Homo aux USA  : un «mal à soigner»

Les thérapies "de conversion" peuvent avoir des conséquences désastreuses © France 5

Aux États-Unis, des groupes religieux promettent de «guérir» l’homosexualité, brisant au passage les participants à ces absurdes «thérapies de conversion», obligés de rejeter leur nature profonde.

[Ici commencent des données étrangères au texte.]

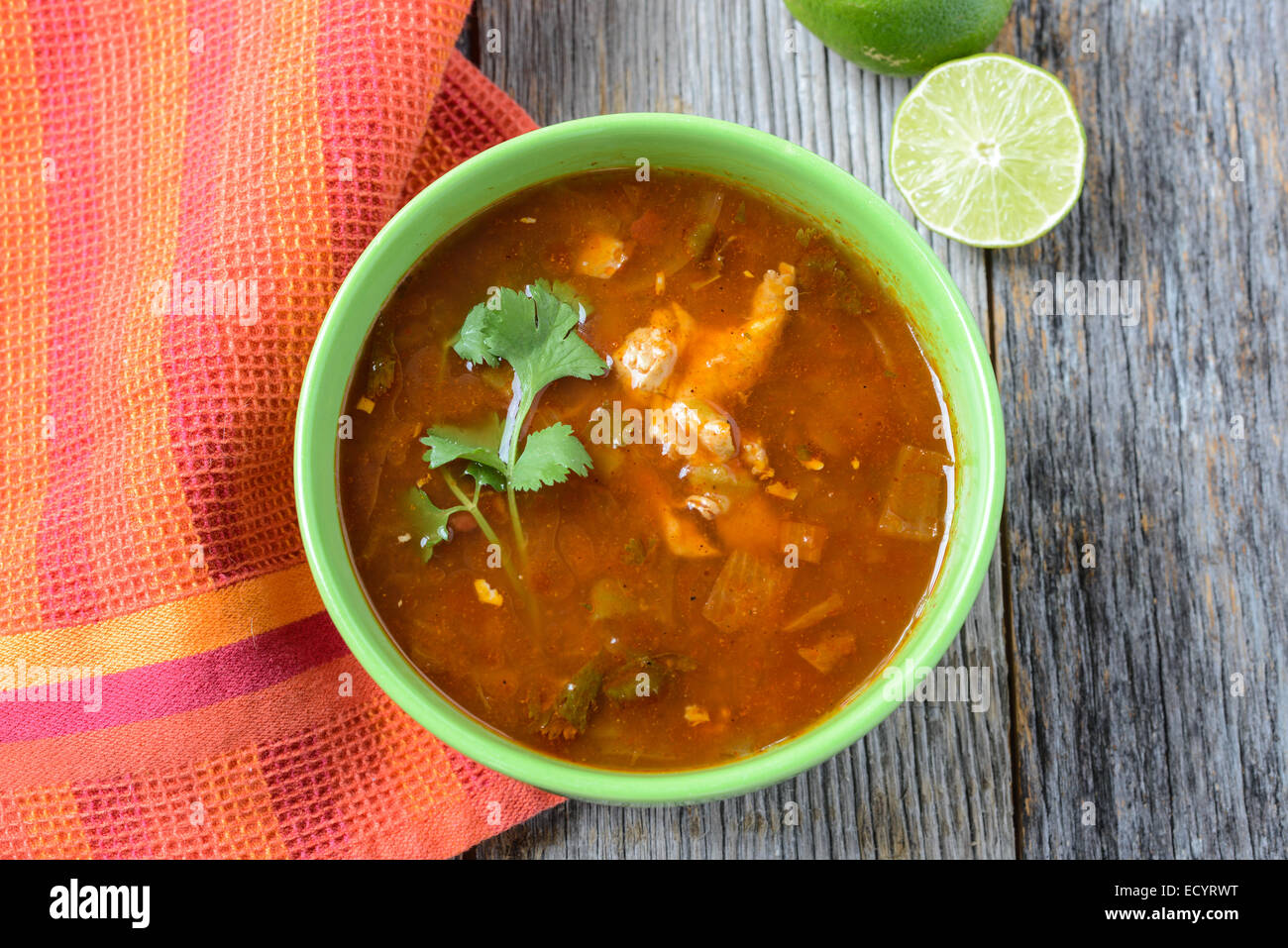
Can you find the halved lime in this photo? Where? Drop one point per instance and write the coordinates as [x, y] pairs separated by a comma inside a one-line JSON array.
[[988, 151]]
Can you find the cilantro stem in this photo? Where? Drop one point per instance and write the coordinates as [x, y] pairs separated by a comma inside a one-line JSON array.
[[472, 506]]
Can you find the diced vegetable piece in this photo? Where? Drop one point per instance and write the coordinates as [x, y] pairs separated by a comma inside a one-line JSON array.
[[746, 594], [485, 594], [571, 712], [644, 677], [698, 240], [684, 539], [777, 488], [696, 714], [649, 227], [914, 504], [806, 537], [610, 599], [815, 613], [635, 550], [381, 363], [828, 652]]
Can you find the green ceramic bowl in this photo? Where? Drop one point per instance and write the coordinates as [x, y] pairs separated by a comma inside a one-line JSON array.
[[739, 155]]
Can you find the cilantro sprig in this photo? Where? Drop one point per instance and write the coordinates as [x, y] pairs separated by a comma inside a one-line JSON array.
[[535, 333]]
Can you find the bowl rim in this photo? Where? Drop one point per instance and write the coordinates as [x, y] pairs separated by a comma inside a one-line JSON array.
[[344, 599]]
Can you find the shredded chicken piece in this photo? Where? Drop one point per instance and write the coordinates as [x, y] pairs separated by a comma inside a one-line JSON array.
[[730, 363], [647, 359], [708, 505], [684, 539], [756, 459], [600, 257]]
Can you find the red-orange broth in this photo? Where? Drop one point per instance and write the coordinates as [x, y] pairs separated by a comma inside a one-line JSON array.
[[675, 610]]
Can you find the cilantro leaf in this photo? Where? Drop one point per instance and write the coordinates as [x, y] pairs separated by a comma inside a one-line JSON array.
[[485, 475], [481, 445], [535, 333], [563, 291], [472, 340], [548, 456], [546, 348], [429, 523]]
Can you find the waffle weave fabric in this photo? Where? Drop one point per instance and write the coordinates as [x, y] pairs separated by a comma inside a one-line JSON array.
[[168, 682]]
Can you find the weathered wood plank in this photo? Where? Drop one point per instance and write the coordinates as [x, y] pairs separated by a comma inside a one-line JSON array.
[[1127, 437], [931, 781]]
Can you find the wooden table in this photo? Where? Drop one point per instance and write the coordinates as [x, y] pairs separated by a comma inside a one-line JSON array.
[[1142, 702]]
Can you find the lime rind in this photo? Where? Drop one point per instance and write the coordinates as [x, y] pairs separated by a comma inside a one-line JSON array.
[[990, 151]]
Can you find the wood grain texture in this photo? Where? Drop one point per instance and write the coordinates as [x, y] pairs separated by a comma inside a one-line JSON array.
[[1127, 437], [932, 780]]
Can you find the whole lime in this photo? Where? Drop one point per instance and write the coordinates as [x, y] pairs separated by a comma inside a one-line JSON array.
[[902, 38]]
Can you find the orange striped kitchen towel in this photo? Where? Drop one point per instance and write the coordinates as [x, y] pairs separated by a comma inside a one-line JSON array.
[[168, 682]]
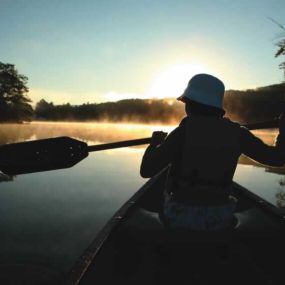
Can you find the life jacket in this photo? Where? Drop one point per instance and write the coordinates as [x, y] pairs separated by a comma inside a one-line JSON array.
[[208, 162]]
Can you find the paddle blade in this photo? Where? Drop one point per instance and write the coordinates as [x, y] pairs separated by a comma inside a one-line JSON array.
[[41, 155]]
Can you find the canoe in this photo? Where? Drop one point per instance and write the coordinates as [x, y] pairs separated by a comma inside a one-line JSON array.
[[135, 248]]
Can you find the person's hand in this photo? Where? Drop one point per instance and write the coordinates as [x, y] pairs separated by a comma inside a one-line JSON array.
[[282, 123], [157, 138]]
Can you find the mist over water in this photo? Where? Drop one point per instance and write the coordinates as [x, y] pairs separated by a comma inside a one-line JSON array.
[[49, 218]]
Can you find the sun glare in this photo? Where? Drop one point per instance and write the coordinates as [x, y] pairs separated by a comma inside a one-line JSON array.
[[173, 81]]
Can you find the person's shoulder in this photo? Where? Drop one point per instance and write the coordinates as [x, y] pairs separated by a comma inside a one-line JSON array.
[[184, 122], [227, 120]]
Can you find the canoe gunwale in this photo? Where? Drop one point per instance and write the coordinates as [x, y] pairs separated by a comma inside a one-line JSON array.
[[84, 261]]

Aussi surprenant que cela puisse paraître, assumer son homosexualité quand on est Américain ne va pas forcément de soi. Des centaines de milliers d’entre eux, par pression sociale, familiale ou religieuse, s’engagent dans des soins «de conversion» dangereux voire dévastateurs, thèmes de la soirée de mardi sur France 5.

Électrochocs et lobotomie

L’appellation «thérapie de conversion» (ou «de réorientation sexuelle»), commence à être utilisée aux États-Unis à la fin des années 1950. L’idée alors répandue est que l’homosexualité est une maladie psychiatrique pouvant, et même devant, être soignée. La manière forte est employée : techniques aversives associant une décharge électrique à une image homosexuelle, électrochocs, lobotomies ou castrations chimiques… En 1973, l’homosexualité est enfin retirée par l’Association américaine de psychiatrie de la liste des maladies mentales. Les mouvements religieux prennent le relais…

La foi, remède miracle

Avec toujours l’objectif assumé de «guérir» les participants à leurs séances, plusieurs organisations voient le jour. Parmi les plus connues : Exodus International, association chrétienne évangélique créée en 1976, Desert Stream Living Waters, structure évangélique, et Courage, groupe catholique, tous deux fondés en 1980. Si leurs méthodes semblent moins violentes, elles n’en sont pas moins dévastatrices en misant sur l’emprise religieuse et psychologique.

Selon ces groupes, l’homosexualité n’est pas naturelle mais résulte d’un problème de développement durant l’enfance. La «déviance» pourrait donc être guérie en devenant un membre actif de l’église. Car la menace est sans équivoque : l’homosexualité conduit en enfer. Les exorcismes, la prière, la confession et la foi en Jésus sont les remèdes miracles…

Conséquences dramatiques

Selon une étude de l’Université de Los Angeles, 700.000 LGBT+ auraient participé à ces thérapies aux USA en quarante ans. Avec des conséquences parfois désastreuses. Les témoignages de rescapés sont nombreux et effrayants. «Je me suis senti fautif et j’ai pensé ne pas devoir exister tel que j’étais, (…) que ce serait mieux si je ne vivais plus», confie l’un d’eux dans le documentaire d’Arte «Homothérapies, conversion forcée». «J’ai connu des années de dépression, un sentiment de dépréciation, l’impression d’être sans but dans la vie, une tonne d’anxiété et des problèmes de santé mentale», témoigne un autre.

Alan Chambers, ancien président d’Exodus, a démissionné en 2013. Depuis, il présente ses excuses à travers les États-Unis : «Nous avons engendré la honte et la peur. Et perpétué le mythe que Dieu serait plus heureux si nous abandonnions ces sentiments ou désirs homosexuels, si nous abandonnions une part de nous-mêmes. Je le regrette profondément».

Pratiques illégales

Depuis 1992, l’homosexualité n’est plus considérée comme une maladie mentale par l’Organisation Mondiale de la Santé. Ce qui n’empêche pas les groupes religieux de se multiplier et de s’exporter dans le reste du monde. En France, les journalistes Jean-Loup Adénor et Timothée de Rauglaudre ont mené l’enquête pendant deux ans. Le premier s’est infiltré dans les sessions de l’association catholique «Courage» et évangélique «Torrents de vie». Sous des allures de camps de vacances religieux ou de groupes de paroles, leur objectif est le même : convertir pour guérir. Une députée française a déposé, en juin de cette année, une proposition de loi visant à rendre ces pratiques illégales. Si certains pays ont encore un long chemin à parcourir (Chine, Malaisie et Indonésie pratiquent encore les électrochocs), d’autres les ont interdites, comme Malte, l’Allemagne, certaines provinces du Canada, des régions autonomes d’Espagne… Et une vingtaine d’États américains ont interdit les thérapies adressées au moins de 18 ans.